Continuing claims, in lagging data for the February 3 week, rose 15,000 to a still very low 1.942 million. This 4-week average is down 6,000 to 1.941 million with the unemployment rate for insured workers holding at only 1.4 percent. There are no special factors in today's report.

Market Consensus Before Announcement
Initial claims are expected to come in at 229,000 in the February 10 week compared to 221,000 in the January 27 week when the 4-week average, at 224,500, hit a 45-year low. Low levels of claims are consistent with minimal layoffs and strong demand for labor.

Definition
New unemployment claims are compiled weekly to show the number of individuals who filed for unemployment insurance for the first time. An increasing (decreasing) trend suggests a deteriorating (improving) labor market. The four-week moving average of new claims smooths out weekly volatility.



Description
Jobless claims are an easy way to gauge the strength of the job market. The fewer people filing for unemployment benefits, the more have jobs, and that tells investors a great deal about the economy. Nearly every job comes with an income that gives a household spending power. Spending greases the wheels of the economy and keeps itgrowing, so a stronger job market generates a healthier economy.
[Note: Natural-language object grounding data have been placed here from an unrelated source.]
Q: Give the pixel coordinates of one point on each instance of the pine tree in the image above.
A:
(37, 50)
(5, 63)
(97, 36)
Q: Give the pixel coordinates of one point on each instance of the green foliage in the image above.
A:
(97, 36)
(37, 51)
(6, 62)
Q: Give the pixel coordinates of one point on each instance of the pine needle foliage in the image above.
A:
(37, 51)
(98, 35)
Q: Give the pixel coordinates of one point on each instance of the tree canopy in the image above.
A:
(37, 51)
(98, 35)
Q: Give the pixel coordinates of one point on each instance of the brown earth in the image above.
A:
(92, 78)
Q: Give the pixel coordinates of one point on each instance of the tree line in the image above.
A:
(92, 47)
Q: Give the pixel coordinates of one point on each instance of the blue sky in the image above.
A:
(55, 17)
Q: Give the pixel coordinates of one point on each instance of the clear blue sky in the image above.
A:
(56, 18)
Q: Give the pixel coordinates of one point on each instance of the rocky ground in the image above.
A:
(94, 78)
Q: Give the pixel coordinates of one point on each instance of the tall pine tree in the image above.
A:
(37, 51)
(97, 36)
There's a downside to it, though. Unemployment claims, and therefore the number of job seekers, can fall to such a low level that businesses have a tough time finding new workers. They might have to pay overtime wages to current staff, use higher wages to lure people from other jobs, and in general spend more on labor costs because of a shortage of workers. This leads to wage inflation, which is bad news for the stock and bond markets. Federal Reserve officials are always on the look-out for inflationary pressures.

By tracking the number of jobless claims, investors can gain a sense of how tight, or how loose, the job market is. If wage inflation looks threatening, it's a good bet that interest rates will rise, bond and stock prices will fall, and the only investors in a good mood will be the ones who tracked jobless claims and adjusted their portfolios to anticipate these events.

Just remember, the lower the number of unemployment claims, the stronger the job market, and vice versa.